Prosecco Colfondo gli assaggi

Devo dire infelice perché affidata ad un enologo della Franciacorta abituato a ben altri vini.

Dalla pressatura soffice delle uve alla fermentazione controllata, dalla proibita filtrazione all’assoluta mancanza di trattamenti chimici o fisici di chiarifica, all’imbottigliamento in primavera per continuare la rifermentazione con i lieviti ancora attivi sugli zuccheri residui.

Davanti a noi calici contenenti vini gialli paglierini torbidi, sporchi, fangosi, frizzanti, insomma dei “mangia e bevi”.

Devo dire, con tutta sincerità, di non aver trovato alcun prosecco colfondo che mi abbia coinvolto.

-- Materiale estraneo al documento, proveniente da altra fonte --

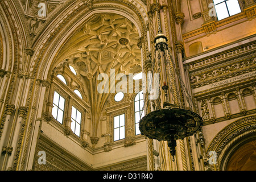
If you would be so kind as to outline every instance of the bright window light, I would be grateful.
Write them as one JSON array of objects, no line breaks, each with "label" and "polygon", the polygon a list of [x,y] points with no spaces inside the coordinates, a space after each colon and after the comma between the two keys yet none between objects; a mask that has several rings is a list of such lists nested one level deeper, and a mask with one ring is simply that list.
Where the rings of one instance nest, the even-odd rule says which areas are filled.
[{"label": "bright window light", "polygon": [[75,69],[75,68],[74,68],[72,66],[71,66],[71,65],[69,65],[69,68],[70,68],[70,70],[71,70],[71,71],[72,71],[75,75],[76,75],[76,70]]},{"label": "bright window light", "polygon": [[121,101],[125,96],[125,94],[122,92],[117,93],[114,97],[114,100],[116,102]]},{"label": "bright window light", "polygon": [[61,75],[57,75],[57,77],[60,78],[60,80],[61,80],[65,84],[67,85],[67,81],[65,78],[62,76]]},{"label": "bright window light", "polygon": [[74,92],[77,95],[79,96],[82,99],[82,94],[81,94],[80,92],[79,92],[79,90],[75,90]]},{"label": "bright window light", "polygon": [[142,79],[142,72],[137,73],[133,77],[133,80],[140,80],[140,79]]}]

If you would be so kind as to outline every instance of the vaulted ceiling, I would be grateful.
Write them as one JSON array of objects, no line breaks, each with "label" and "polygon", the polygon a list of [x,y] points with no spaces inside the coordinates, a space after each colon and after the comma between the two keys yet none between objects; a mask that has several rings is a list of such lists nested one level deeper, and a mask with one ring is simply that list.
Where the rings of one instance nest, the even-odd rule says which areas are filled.
[{"label": "vaulted ceiling", "polygon": [[114,69],[115,75],[141,72],[139,39],[136,26],[127,18],[112,13],[97,14],[73,33],[56,56],[59,61],[68,61],[73,65],[85,83],[83,89],[91,107],[92,136],[97,135],[101,113],[113,94],[97,92],[101,82],[98,75],[110,75],[111,69]]},{"label": "vaulted ceiling", "polygon": [[126,18],[114,14],[91,17],[69,38],[57,60],[68,59],[89,79],[110,69],[125,74],[141,71],[139,34]]}]

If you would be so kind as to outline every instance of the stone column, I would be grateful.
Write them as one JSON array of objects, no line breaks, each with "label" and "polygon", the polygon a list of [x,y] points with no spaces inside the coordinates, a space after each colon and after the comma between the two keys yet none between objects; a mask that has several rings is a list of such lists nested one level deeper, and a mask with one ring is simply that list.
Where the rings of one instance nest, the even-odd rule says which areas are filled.
[{"label": "stone column", "polygon": [[11,118],[11,116],[13,114],[14,110],[15,109],[15,106],[13,104],[8,104],[6,105],[6,110],[5,110],[5,114],[6,114],[6,117],[4,122],[2,121],[1,126],[2,126],[2,129],[1,129],[1,135],[0,139],[0,151],[2,151],[3,146],[5,142],[6,141],[6,135],[7,133],[7,131],[9,129],[9,126],[10,125],[10,123],[11,121],[10,121]]},{"label": "stone column", "polygon": [[8,158],[7,163],[6,165],[6,169],[7,170],[13,170],[13,165],[14,160],[15,154],[16,151],[16,146],[18,145],[18,141],[20,131],[20,129],[23,122],[25,122],[27,117],[28,107],[26,106],[20,106],[18,109],[18,117],[15,125],[14,132],[12,134],[12,140],[11,146],[14,149],[14,152],[11,154]]}]

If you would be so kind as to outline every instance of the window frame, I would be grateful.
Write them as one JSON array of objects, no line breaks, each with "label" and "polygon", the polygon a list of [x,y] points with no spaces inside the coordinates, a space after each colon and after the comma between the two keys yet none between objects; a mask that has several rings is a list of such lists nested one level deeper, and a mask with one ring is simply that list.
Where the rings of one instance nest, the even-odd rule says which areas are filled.
[{"label": "window frame", "polygon": [[[141,92],[142,92],[142,94],[143,96],[143,97],[142,99],[141,99],[140,96],[139,96]],[[137,100],[137,101],[135,101],[135,98],[136,98],[136,97],[137,97],[137,96],[138,96],[138,97],[139,97],[139,100]],[[140,121],[140,120],[141,120],[141,119],[142,118],[142,115],[143,115],[143,116],[144,115],[144,110],[143,109],[141,110],[141,101],[143,101],[143,106],[144,106],[144,95],[143,95],[143,90],[139,91],[138,93],[137,93],[135,96],[134,97],[134,134],[135,134],[135,136],[141,134],[141,131],[139,131],[139,133],[137,134],[137,132],[136,132],[137,131],[136,126],[137,125],[139,125],[139,121]],[[136,110],[135,110],[136,102],[139,102],[138,103],[139,104],[139,111],[136,111]],[[143,106],[142,106],[142,109],[143,107]],[[136,121],[136,113],[139,113],[139,119],[138,121]]]},{"label": "window frame", "polygon": [[[122,125],[121,126],[120,126],[120,116],[123,115],[123,125]],[[119,120],[119,123],[118,123],[118,127],[115,127],[115,117],[118,117],[118,120]],[[125,113],[122,113],[122,114],[118,114],[118,115],[114,115],[113,117],[113,142],[117,142],[117,141],[119,141],[122,139],[125,139],[126,137],[126,125],[125,125],[125,122],[126,122],[126,119],[125,119]],[[121,127],[124,127],[124,137],[122,138],[120,138],[120,128]],[[115,140],[115,129],[118,129],[118,139]]]},{"label": "window frame", "polygon": [[[57,106],[55,103],[54,103],[54,100],[55,100],[55,92],[59,94],[59,98],[58,98],[58,105]],[[61,97],[64,100],[64,106],[63,106],[63,110],[62,110],[61,108],[59,107],[59,104],[60,104],[60,97]],[[66,105],[66,99],[62,96],[61,94],[60,94],[57,91],[56,91],[56,90],[54,90],[53,92],[53,96],[52,97],[52,112],[51,114],[52,115],[52,116],[53,117],[53,118],[57,121],[59,123],[60,123],[61,125],[63,125],[63,122],[64,121],[64,118],[65,118],[65,107]],[[54,105],[55,105],[57,107],[57,113],[56,113],[56,118],[55,117],[55,116],[53,115],[52,112],[53,112],[53,109],[54,108]],[[59,110],[61,110],[63,111],[63,115],[62,115],[62,121],[61,122],[60,122],[58,119],[57,119],[57,117],[58,117],[58,112],[59,112]]]},{"label": "window frame", "polygon": [[[74,108],[76,109],[76,119],[72,118],[73,107],[74,107]],[[71,121],[72,121],[71,125],[72,125],[72,123],[73,123],[73,122],[75,122],[75,129],[74,129],[74,131],[73,131],[73,130],[72,130],[72,127],[71,127],[71,130],[73,131],[73,133],[74,133],[76,135],[77,135],[77,136],[79,136],[79,137],[80,137],[80,136],[81,136],[81,126],[82,126],[82,113],[81,111],[80,111],[79,110],[79,109],[78,109],[75,106],[74,106],[74,105],[72,105],[72,106],[71,109]],[[80,113],[80,114],[81,114],[81,116],[80,116],[80,123],[79,123],[77,122],[77,121],[76,120],[76,119],[77,119],[77,112],[79,112],[79,113]],[[76,133],[76,128],[77,124],[80,125],[79,135],[77,135],[77,134]]]},{"label": "window frame", "polygon": [[[237,1],[237,3],[238,3],[239,7],[240,7],[240,12],[237,13],[236,13],[236,14],[233,14],[233,15],[230,15],[230,10],[229,10],[229,7],[228,7],[228,5],[227,5],[227,3],[226,3],[226,2],[227,2],[228,1],[230,1],[230,0],[222,0],[222,1],[221,1],[221,2],[218,2],[218,3],[216,3],[216,4],[215,4],[215,3],[214,3],[214,0],[213,0],[213,5],[214,5],[214,10],[215,10],[215,12],[216,12],[216,18],[217,18],[217,19],[218,21],[221,20],[222,20],[222,19],[225,19],[225,18],[229,18],[229,17],[230,17],[230,16],[233,16],[233,15],[236,15],[236,14],[238,14],[238,13],[241,13],[242,11],[241,6],[241,5],[240,5],[240,1],[239,1],[239,0],[236,0],[236,1]],[[219,18],[218,18],[218,14],[217,14],[217,13],[216,6],[216,5],[220,5],[220,4],[221,4],[221,3],[224,3],[224,4],[225,4],[225,7],[226,7],[226,11],[227,11],[227,12],[228,12],[228,16],[225,17],[225,18],[222,18],[222,19],[219,19]]]}]

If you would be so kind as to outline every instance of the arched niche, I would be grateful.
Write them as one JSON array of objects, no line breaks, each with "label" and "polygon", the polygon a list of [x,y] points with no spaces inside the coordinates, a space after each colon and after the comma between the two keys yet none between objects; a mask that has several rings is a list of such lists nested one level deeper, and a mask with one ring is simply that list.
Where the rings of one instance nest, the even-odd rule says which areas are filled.
[{"label": "arched niche", "polygon": [[234,147],[225,165],[226,171],[256,171],[256,139],[246,140]]},{"label": "arched niche", "polygon": [[203,52],[202,43],[201,42],[195,42],[189,46],[190,56],[193,56]]},{"label": "arched niche", "polygon": [[[244,160],[250,158],[252,154],[250,154],[251,155],[248,154],[248,156],[243,159],[236,158],[234,154],[239,151],[240,148],[243,150],[243,146],[246,143],[256,140],[255,121],[256,115],[239,119],[222,129],[212,139],[207,148],[207,154],[212,151],[216,152],[217,168],[219,170],[225,171],[236,167],[238,169],[238,166],[234,164],[236,164],[236,160],[237,162],[242,160],[245,164],[249,162]],[[252,155],[252,158],[254,154]],[[233,164],[233,166],[231,164]],[[249,163],[250,165],[251,164]]]}]

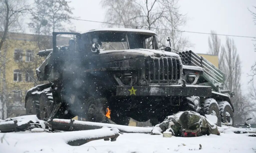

Anzi.

Alcune “puzzette” di decomposizione mi hanno costretto (con piacere) ad allontanarmi definitivamente dalla sala degustazione, mentre i pochi presenti rimasti si esaltavano per aver ritrovato la via ancestrale al Prosecco.

Appena fuori dalla sala, ritornato nel mondo dei vini bevibili, sono andato subito alla ricerca di un Prosecco degno di tale nome, per riavvinare il palato tartassato da orrendi assaggi.

Ebbe a dire Silvano Follador, vignaiolo di prosecco, in altra sede, durante una conferenza su questo tema: Voi sostenitori integralisti del “col fondo” state falsando la realtà delle cose osannando questa tipologia come quella della tradizione, perdendo di vista la piacevolezza e bellezza alla quale questo piccolo grande vino può arrivare  per altre vie decisamente più compiute e valorizzanti. Chapeau!

Grazie Silvano, pensavo di aver perso la bussola in questo mare di Prosecco!